Guest Blog Post by: New England Farmers Union Member, Britt Lundgren, Stonyfield’s Director of Organic and Sustainable Agriculture
This year has been devastating for many dairy farmers in the Northeast. Low prices for conventional milk and a severe drought have delivered a one-two punch that many dairies have been unable to withstand, with 16% of New Hampshire’s dairies going out of business so far this year. Conventional milk prices have long been cyclical, with prices regularly dropping below the cost of production and then climbing back up in a fairly predictable three year cycle. Many farms have learned how to weather these downturns, but this year is different. This time the drop in price has come at the same time that a severe drought is crippling forage and feed production. This is forcing many farmers to rely more heavily than usual on purchased forages and feed, right when they are least able to afford it. Even the best prepared farms are digging deep into their capital reserves to make it through this year.
This situation demands both short term interventions to save farms that are struggling, and long term strategies to help better prepare more farms to weather such storms. The first priority is for Congress to authorize emergency disaster payments to the farmers impacted by this drought. USDA has the authority to issue emergency loan payments, but loans are not going to work for farms that are already struggling under a pile of debt. Congress needs to either issue funds for disaster assistance or remove the restrictions on USDA’s discretionary spending that are currently preventing Secretary Vilsack from providing disaster payments to farmers.

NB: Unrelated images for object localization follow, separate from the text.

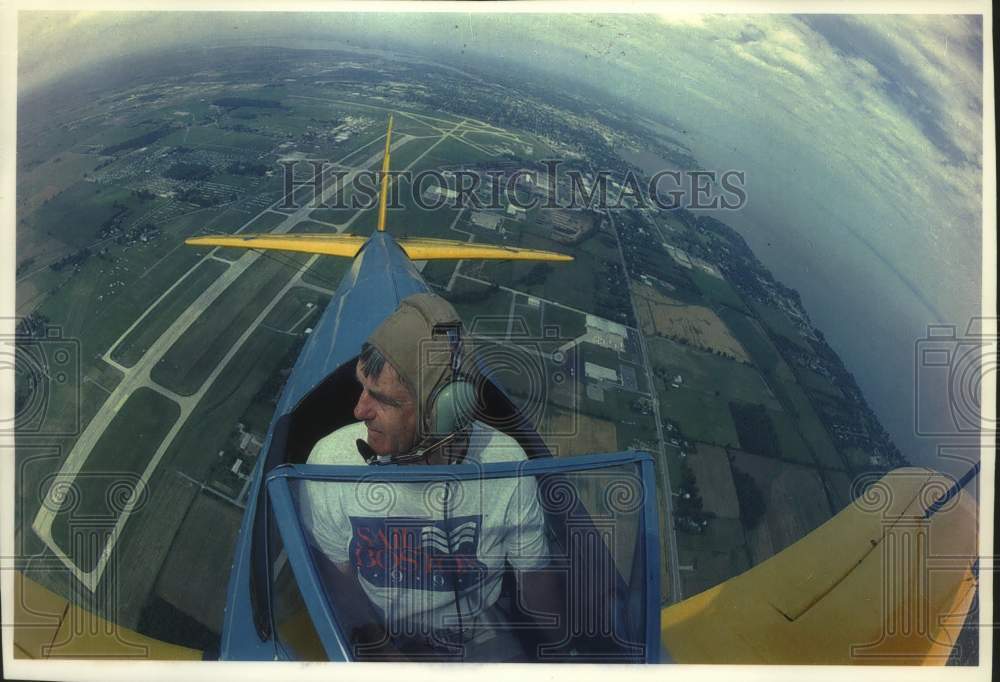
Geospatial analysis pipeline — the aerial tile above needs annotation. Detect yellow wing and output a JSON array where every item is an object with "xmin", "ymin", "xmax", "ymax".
[
  {"xmin": 398, "ymin": 237, "xmax": 573, "ymax": 261},
  {"xmin": 185, "ymin": 233, "xmax": 573, "ymax": 262},
  {"xmin": 661, "ymin": 467, "xmax": 978, "ymax": 664},
  {"xmin": 12, "ymin": 572, "xmax": 202, "ymax": 659},
  {"xmin": 186, "ymin": 233, "xmax": 368, "ymax": 258}
]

In the longer term, Congress needs to overhaul the risk protection policy that is available to dairy farmers. The Margin Protection Program created in the last farm bill has been by all accounts a spectacular failure. In 2015, dairy farmers across the U.S. paid $73,000,000 to the USDA to enroll in the Margin Protection Program. The result? A little over $700,000 in payments to farmers, with the balance flowing back into the U.S. Treasury. Even now, with low prices and the drought driving feed costs up, the program still isn’t providing the safety net producers need because the formula used to calculate margins doesn’t reflect reality for most farms. It is time to go back to the drawing board with the dairy safety net.

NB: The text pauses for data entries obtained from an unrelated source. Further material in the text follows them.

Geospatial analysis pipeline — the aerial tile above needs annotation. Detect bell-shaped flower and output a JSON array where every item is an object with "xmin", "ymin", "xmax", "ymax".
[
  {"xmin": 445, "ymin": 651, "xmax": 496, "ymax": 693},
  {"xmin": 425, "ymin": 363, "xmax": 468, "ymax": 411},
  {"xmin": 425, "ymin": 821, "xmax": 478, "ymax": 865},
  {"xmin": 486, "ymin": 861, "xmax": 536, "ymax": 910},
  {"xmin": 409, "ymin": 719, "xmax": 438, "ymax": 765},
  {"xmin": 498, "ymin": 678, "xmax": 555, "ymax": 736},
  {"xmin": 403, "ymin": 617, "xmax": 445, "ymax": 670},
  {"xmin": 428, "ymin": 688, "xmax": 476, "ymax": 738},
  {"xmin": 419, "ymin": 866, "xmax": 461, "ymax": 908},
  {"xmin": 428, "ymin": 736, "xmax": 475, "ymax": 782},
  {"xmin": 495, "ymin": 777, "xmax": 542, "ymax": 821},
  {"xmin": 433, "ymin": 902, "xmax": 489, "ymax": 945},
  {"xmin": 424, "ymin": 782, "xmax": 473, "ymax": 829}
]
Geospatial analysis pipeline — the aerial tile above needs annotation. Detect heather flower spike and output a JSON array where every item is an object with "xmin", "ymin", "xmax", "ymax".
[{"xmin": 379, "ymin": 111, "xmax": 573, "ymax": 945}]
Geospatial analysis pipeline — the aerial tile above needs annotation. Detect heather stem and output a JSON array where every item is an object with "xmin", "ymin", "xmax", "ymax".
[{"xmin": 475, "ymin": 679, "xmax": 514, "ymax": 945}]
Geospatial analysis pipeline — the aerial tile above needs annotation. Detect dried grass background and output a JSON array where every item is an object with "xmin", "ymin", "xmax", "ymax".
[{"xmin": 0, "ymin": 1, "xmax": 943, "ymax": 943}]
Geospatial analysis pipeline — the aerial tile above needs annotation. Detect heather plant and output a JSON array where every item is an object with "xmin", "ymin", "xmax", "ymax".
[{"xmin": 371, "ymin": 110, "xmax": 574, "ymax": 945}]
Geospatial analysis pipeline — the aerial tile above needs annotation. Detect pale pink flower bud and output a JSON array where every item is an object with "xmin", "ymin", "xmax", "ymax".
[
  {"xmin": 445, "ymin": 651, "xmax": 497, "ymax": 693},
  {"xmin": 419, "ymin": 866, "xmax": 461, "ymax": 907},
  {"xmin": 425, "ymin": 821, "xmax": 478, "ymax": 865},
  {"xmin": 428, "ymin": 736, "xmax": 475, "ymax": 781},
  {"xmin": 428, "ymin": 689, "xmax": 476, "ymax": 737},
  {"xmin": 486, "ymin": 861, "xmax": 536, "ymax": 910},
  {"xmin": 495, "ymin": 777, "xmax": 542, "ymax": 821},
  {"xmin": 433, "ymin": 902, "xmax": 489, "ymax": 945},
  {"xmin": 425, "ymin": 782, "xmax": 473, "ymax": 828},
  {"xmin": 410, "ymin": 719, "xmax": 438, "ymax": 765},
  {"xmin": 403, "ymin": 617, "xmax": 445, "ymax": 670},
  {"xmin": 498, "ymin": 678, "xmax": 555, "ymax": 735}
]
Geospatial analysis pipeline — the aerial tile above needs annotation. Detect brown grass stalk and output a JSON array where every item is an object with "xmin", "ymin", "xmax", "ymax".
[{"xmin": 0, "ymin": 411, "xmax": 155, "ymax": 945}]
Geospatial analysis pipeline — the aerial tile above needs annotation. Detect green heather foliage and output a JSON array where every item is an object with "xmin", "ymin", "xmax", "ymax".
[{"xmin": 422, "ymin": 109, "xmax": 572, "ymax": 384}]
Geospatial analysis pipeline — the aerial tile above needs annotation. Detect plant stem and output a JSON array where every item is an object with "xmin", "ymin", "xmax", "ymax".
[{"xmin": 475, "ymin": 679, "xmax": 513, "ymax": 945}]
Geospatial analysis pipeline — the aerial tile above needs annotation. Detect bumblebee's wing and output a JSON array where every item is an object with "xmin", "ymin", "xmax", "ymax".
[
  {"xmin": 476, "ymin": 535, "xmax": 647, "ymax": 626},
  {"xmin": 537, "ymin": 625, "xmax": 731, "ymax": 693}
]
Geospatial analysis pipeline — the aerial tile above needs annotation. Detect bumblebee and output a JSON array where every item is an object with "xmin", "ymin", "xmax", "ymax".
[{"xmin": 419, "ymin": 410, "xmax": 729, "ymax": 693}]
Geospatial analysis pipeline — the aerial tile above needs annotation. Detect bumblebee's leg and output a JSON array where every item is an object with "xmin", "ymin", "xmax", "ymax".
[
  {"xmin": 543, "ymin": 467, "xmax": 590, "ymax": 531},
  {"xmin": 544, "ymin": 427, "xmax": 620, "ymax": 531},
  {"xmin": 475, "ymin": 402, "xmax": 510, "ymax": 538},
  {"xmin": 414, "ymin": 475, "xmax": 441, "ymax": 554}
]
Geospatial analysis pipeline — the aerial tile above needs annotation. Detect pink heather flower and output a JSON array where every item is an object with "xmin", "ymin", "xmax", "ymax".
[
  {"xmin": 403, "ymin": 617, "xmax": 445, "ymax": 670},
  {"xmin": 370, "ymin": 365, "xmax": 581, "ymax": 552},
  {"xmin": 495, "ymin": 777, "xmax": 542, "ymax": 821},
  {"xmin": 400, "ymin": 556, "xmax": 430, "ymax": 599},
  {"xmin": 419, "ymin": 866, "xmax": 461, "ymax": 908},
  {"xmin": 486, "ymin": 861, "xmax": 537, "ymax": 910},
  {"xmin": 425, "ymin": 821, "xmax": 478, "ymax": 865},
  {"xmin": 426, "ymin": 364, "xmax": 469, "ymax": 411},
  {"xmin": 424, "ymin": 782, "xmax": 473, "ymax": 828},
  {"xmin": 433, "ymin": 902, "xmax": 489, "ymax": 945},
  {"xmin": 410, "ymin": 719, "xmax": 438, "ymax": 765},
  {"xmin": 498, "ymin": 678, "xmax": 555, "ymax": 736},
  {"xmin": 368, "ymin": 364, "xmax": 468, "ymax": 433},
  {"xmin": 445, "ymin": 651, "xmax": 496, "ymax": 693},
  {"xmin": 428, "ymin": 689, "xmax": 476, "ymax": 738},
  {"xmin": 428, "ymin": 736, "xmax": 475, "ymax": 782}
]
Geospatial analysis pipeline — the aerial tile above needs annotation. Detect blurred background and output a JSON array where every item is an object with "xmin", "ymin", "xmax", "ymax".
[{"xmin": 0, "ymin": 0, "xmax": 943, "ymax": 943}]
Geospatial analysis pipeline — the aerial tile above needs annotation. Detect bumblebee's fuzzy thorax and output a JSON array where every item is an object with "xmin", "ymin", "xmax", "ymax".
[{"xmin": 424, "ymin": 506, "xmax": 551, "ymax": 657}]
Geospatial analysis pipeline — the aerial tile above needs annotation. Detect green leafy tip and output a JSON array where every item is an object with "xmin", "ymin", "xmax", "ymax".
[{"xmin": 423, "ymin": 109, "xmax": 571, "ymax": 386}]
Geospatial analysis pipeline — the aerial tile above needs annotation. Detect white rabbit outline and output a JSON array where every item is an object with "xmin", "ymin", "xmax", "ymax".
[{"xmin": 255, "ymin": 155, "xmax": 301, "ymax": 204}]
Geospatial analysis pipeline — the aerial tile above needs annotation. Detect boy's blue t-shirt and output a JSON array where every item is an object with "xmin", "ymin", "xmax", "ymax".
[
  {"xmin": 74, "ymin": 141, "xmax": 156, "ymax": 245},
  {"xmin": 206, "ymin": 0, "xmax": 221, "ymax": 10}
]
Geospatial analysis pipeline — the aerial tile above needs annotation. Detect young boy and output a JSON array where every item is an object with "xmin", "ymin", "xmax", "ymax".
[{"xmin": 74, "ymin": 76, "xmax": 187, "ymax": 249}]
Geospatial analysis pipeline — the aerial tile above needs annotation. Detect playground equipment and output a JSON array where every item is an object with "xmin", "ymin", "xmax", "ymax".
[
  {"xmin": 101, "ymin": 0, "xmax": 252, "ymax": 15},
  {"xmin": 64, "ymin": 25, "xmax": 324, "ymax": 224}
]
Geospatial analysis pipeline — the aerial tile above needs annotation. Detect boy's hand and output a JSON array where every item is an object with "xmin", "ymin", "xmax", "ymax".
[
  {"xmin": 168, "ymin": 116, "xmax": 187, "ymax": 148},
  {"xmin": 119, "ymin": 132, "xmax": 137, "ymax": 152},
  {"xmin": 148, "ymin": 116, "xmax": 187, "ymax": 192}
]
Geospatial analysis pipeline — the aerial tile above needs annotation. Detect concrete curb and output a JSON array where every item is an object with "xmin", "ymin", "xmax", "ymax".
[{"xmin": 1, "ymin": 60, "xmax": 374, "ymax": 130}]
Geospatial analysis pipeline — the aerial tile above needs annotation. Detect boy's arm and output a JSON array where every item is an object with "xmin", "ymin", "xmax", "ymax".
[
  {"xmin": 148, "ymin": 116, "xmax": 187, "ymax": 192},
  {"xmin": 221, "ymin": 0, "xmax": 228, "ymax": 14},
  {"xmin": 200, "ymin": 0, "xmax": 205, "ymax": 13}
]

Transitioning to organic may be an option worth exploring, especially for those producers who are already utilizing pasture or have the ability to turn some cropland into pasture. Unlike the conventional market, organic prices are relatively stable, and do a much better job of covering the costs of production. Indeed, many of the organic dairy farms we have today are organic because they transitioned to take advantage of this higher and more stable pay price.
Many organic dairy processors, including Stonyfield, provide payments to farms while they are transitioning to defray the added expense of organic feed. Stonyfield also provides technical support to producers who are transitioning to organic and plan to ship milk to our direct supply program. Organic transition is another place where Congress has done little to support farmers, despite the fact that farmers who have successfully transitioned are less reliant on things like emergency disaster payments.

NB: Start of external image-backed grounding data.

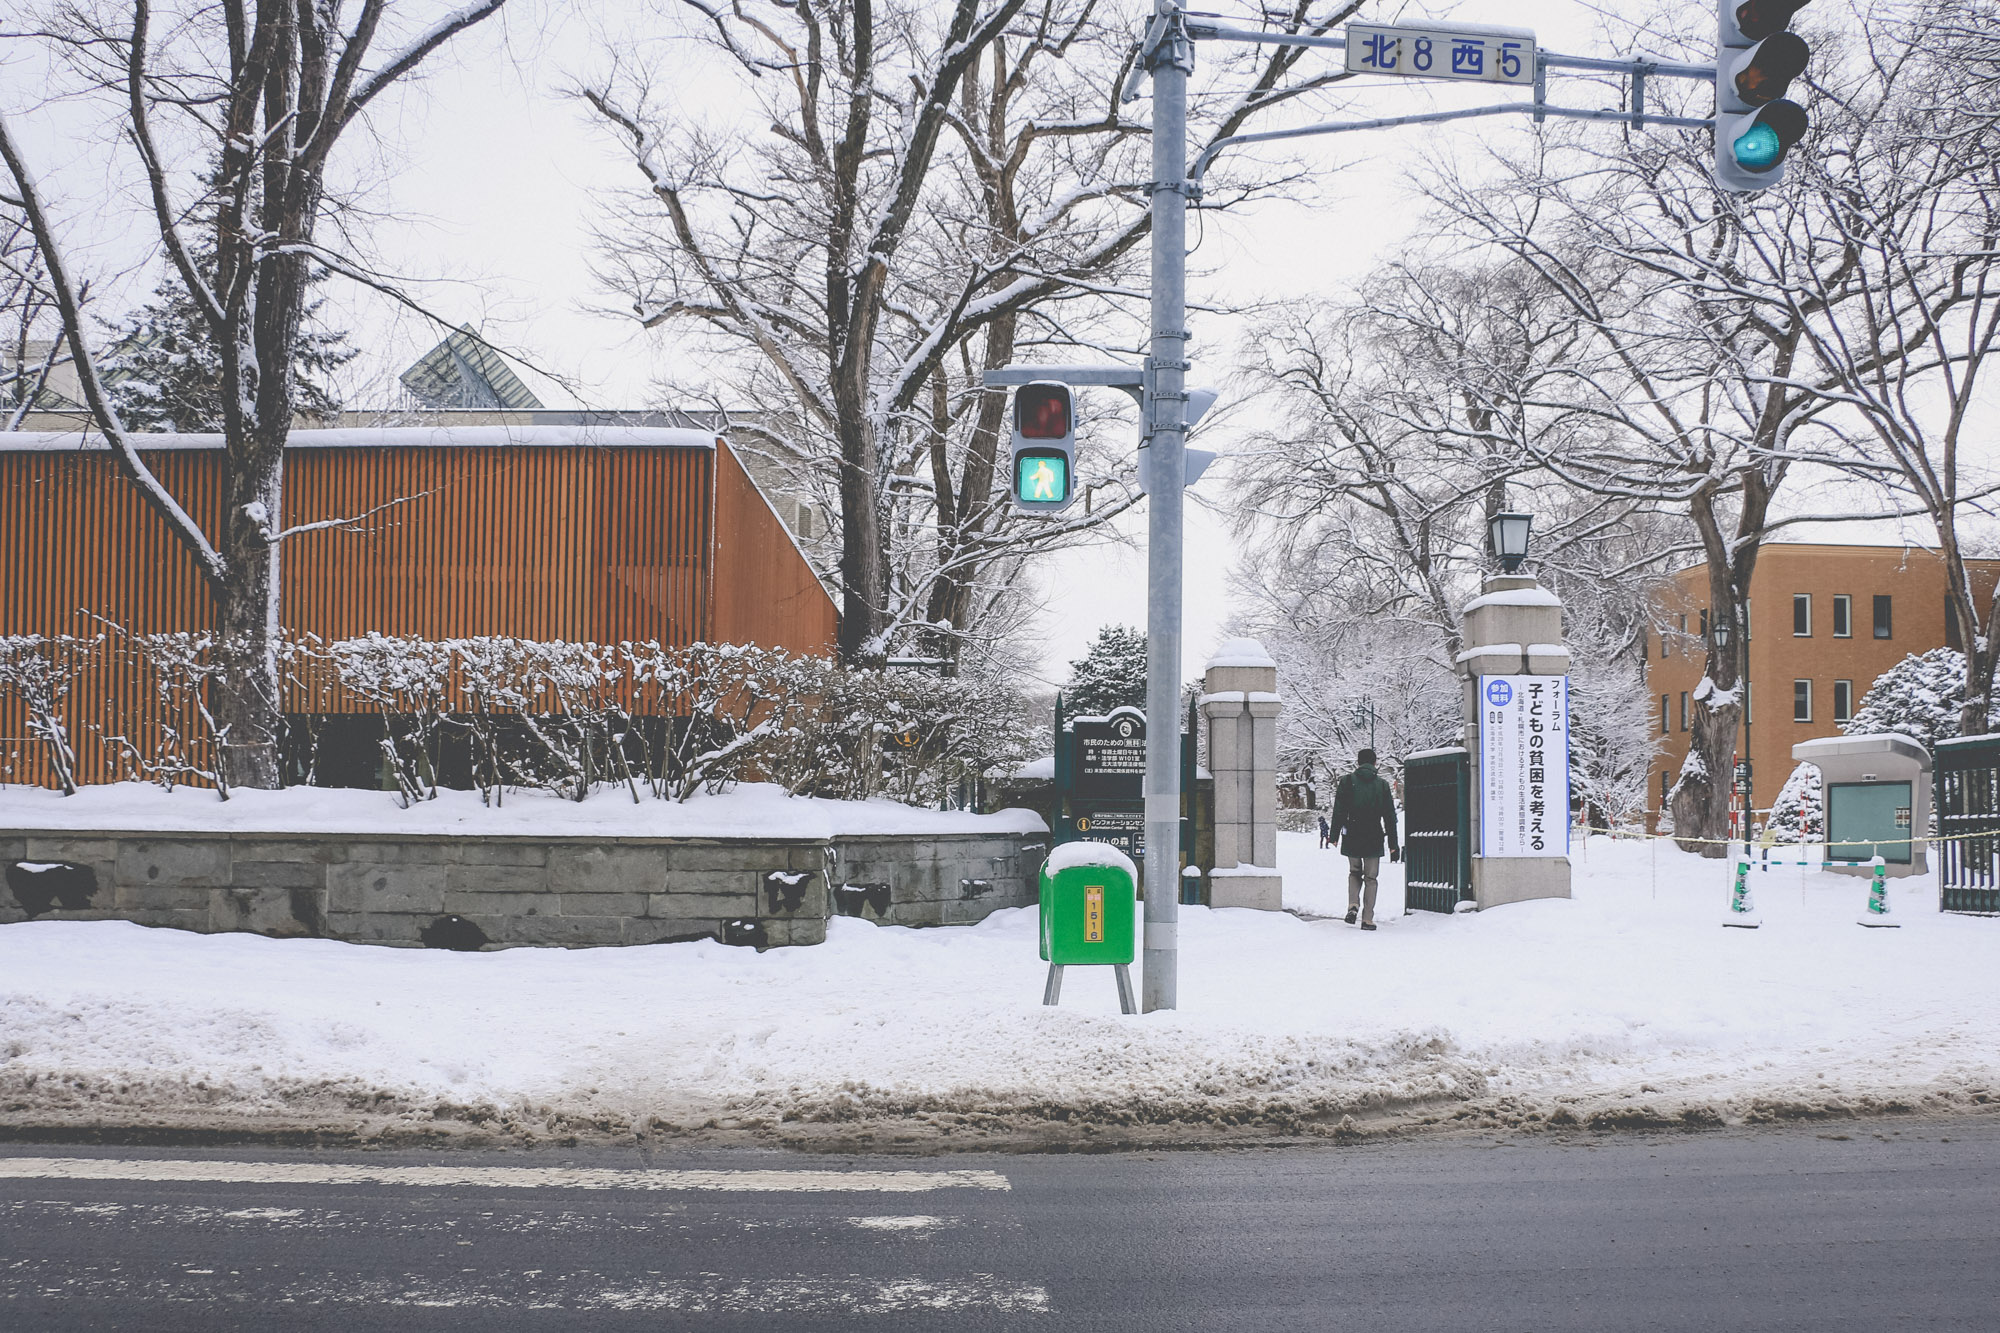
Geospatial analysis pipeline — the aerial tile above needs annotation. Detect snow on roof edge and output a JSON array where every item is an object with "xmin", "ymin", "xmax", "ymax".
[{"xmin": 0, "ymin": 426, "xmax": 722, "ymax": 452}]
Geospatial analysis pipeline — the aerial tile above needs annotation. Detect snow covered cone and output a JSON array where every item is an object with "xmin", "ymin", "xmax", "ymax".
[
  {"xmin": 1856, "ymin": 855, "xmax": 1900, "ymax": 928},
  {"xmin": 1723, "ymin": 859, "xmax": 1762, "ymax": 928}
]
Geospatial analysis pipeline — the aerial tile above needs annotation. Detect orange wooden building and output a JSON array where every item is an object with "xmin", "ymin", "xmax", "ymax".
[{"xmin": 0, "ymin": 426, "xmax": 837, "ymax": 785}]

As they seek solutions to the crisis facing dairy farmers today, Congress has to start by providing immediate financial assistance to producers who have been impacted by the drought. But it is equally important that they develop a safety net that actually works, and explore ways to provide organic transition assistance to producers who want to go that route. In the long run, a market that works for producers is the best safety net there is.